Zuher Ibrahim, a second-year graduate student in the Master of Science in Humanitarian Studies program, died in her sleep on Sunday, April 24.

Originally from Shire, Ethiopia, Ibrahim grew up in Queens, New York. Throughout her childhood, she returned to Ethiopia to visit relatives. According to her family, it was the disparities between her life in New York and those in her homeland that lit within her a passion for social justice and humanitarianism.

Ibrahim earned a Bachelor of Arts in Political Science and History from Pace University, with a double minor in Peace and Justice Studies and Critical Race and Ethnicity Studies. In 2020, she enrolled in the MS in Humanitarian Studies program at Fordham’s Graduate School of Arts and Sciences. She was preparing to graduate in August and was applying for doctoral programs with the hope of working for an international NGO and eventually launching an education-focused nonprofit in Ethiopia. The University recently announced that it will grant Zuher’s degree posthumously.

According to her friends and advisers, Ibrahim was a brilliant and charismatic student who juggled a full academic workload and a full-time job as a risk analyst at the law firm Cleary Gottlieb Steen and Hamilton LLP, where she had been employed since 2018. She also devoted time to fighting against injustices and encouraging others to become engaged in policy reform in a podcast she co-hosted called “Just Too Opinionated.”

“Zuher was a tireless and respected advocate for peace,” said Joseph M. McShane, S.J., president of Fordham University.

“For the last two years, she had dedicated herself to advocacy work around Ethiopia’s Tigray region, where the nation’s civil war has brought widespread suffering and left thousands dead. We can all be proud that a member of our University community was striving to help others in a place where courageous humanitarian effort is so very necessary.”

Ibrahim, who had been living in Queens, New York, was a fierce advocate for many other causes that were important to her. According to her LinkedIn profile, she advocated for students of color at the Vera Institute of Justice, campaigned for social change as a program organizer at DoSomething.org, and strived to increase awareness of assault and rape as a communications associate at #PaceUEndRape, among other advocacy roles.

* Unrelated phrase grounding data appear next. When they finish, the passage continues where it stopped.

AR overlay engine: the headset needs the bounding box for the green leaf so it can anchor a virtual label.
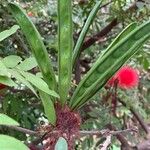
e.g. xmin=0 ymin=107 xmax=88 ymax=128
xmin=0 ymin=76 xmax=17 ymax=87
xmin=39 ymin=91 xmax=56 ymax=125
xmin=72 ymin=0 xmax=103 ymax=66
xmin=55 ymin=137 xmax=68 ymax=150
xmin=36 ymin=72 xmax=43 ymax=78
xmin=112 ymin=145 xmax=120 ymax=150
xmin=0 ymin=114 xmax=19 ymax=126
xmin=101 ymin=22 xmax=137 ymax=56
xmin=17 ymin=57 xmax=37 ymax=71
xmin=70 ymin=20 xmax=150 ymax=110
xmin=0 ymin=60 xmax=11 ymax=77
xmin=8 ymin=3 xmax=57 ymax=91
xmin=9 ymin=69 xmax=38 ymax=96
xmin=19 ymin=71 xmax=59 ymax=98
xmin=143 ymin=58 xmax=149 ymax=70
xmin=0 ymin=134 xmax=29 ymax=150
xmin=2 ymin=55 xmax=22 ymax=68
xmin=0 ymin=25 xmax=19 ymax=42
xmin=58 ymin=0 xmax=73 ymax=104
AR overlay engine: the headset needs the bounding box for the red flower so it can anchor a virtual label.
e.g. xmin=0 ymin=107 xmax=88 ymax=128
xmin=108 ymin=66 xmax=139 ymax=89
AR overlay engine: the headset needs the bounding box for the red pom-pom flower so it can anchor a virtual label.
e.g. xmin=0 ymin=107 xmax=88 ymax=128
xmin=108 ymin=66 xmax=139 ymax=89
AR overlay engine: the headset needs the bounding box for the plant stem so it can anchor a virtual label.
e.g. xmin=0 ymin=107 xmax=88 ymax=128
xmin=2 ymin=125 xmax=136 ymax=137
xmin=80 ymin=128 xmax=137 ymax=136
xmin=2 ymin=125 xmax=39 ymax=136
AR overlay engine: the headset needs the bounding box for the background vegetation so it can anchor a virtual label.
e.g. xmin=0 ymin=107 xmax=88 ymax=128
xmin=0 ymin=0 xmax=150 ymax=149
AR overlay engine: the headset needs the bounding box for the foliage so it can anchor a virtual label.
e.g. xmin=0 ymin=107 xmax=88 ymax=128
xmin=0 ymin=0 xmax=150 ymax=149
xmin=0 ymin=113 xmax=19 ymax=126
xmin=55 ymin=137 xmax=68 ymax=150
xmin=0 ymin=134 xmax=28 ymax=150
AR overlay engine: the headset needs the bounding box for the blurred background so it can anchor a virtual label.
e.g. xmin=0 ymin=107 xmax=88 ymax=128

“What struck me the most about her is just how committed she was to political activism and to fighting injustice,” said Ibrahim’s adviser and instructor, Laura Perez, the Helen Hamlyn Senior Fellow, and director of graduate studies at Fordham’s Institute of Humanitarian Affairs (IIHA).

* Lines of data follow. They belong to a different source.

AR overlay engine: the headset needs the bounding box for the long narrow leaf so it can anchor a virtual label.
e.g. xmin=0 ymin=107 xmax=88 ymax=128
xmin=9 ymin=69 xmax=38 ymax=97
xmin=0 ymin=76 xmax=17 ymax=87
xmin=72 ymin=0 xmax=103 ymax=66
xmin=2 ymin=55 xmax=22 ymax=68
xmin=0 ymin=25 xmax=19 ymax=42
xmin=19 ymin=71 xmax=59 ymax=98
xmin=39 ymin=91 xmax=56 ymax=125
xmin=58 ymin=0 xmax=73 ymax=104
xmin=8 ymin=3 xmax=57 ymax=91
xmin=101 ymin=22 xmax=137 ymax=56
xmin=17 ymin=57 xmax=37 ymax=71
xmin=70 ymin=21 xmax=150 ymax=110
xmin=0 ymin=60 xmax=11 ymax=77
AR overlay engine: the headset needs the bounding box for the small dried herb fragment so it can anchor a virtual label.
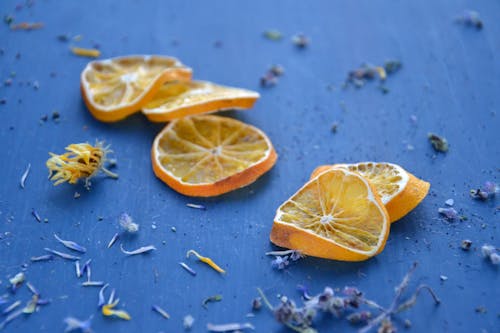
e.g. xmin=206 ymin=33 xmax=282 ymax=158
xmin=10 ymin=22 xmax=44 ymax=30
xmin=202 ymin=295 xmax=223 ymax=309
xmin=292 ymin=33 xmax=310 ymax=48
xmin=263 ymin=30 xmax=283 ymax=41
xmin=455 ymin=10 xmax=483 ymax=29
xmin=428 ymin=133 xmax=448 ymax=152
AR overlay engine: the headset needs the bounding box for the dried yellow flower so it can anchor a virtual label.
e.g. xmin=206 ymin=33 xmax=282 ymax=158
xmin=46 ymin=141 xmax=118 ymax=187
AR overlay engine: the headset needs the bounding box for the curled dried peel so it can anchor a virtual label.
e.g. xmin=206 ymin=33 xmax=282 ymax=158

“She was absolutely 24/7 involved in the advocacy work around Tigray in Ethiopia, and she brought that kind of activism to everything she did. For her, the fight against injustice was at the forefront of her mind and really informed everything that she did. That was the purpose of her life.”

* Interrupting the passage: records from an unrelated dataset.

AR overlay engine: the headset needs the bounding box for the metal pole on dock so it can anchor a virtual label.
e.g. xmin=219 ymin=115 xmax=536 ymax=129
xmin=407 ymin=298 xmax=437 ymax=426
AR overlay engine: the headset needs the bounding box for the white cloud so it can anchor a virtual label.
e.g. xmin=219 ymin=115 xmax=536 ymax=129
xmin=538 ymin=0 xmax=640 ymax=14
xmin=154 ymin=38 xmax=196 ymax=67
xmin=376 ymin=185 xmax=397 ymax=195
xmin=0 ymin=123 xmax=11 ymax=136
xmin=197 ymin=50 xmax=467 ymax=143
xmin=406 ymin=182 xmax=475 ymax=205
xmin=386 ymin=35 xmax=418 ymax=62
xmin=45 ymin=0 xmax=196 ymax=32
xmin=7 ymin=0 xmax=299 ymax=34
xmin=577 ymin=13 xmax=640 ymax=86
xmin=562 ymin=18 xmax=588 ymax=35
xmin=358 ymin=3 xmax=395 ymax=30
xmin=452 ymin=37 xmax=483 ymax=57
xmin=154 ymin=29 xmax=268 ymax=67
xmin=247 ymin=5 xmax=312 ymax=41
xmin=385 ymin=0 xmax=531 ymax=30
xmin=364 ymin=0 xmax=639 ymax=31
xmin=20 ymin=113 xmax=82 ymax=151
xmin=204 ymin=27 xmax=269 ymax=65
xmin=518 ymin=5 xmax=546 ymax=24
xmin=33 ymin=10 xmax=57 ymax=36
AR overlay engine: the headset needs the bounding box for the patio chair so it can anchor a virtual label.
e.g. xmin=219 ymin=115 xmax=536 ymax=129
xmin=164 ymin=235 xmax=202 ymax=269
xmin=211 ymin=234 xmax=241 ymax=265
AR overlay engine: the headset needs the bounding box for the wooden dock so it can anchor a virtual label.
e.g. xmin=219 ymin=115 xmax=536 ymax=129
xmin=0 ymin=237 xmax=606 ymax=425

In a 2020 interview on the IIHA website, Ibrahim reflected on what inspired her, and cited the words of Martin Luther King Jr.: “Life’s most persistent and urgent question is, ‘What are you doing for others?’”

“The grave differences of inequities present in the world made me question why [I should] have more access to education, clean water, and economic mobility solely because of where I live,” Zuher said.

“What gets me out of bed each morning is knowing that I have the chance to make the world a better place.”

Nana Osei-Opare, Ph.D., an assistant professor of history who was Ibrahim’s thesis adviser, commended her “extreme commitment” to the causes she believed in.

“She was a young woman with a whole life ahead of her,” he said.

“It’s such a sad shame that someone with her passion is no longer with us.”

Ibrahim is survived by her brother, Fahme Ibrahim; her mother, Aziza; her father, Ali; and her grandparents, aunts, uncles, and friends. In conformity with Muslim tradition, she was laid to rest on Wednesday, April 27. A fundraiser has been organized for her funeral and other related expenses.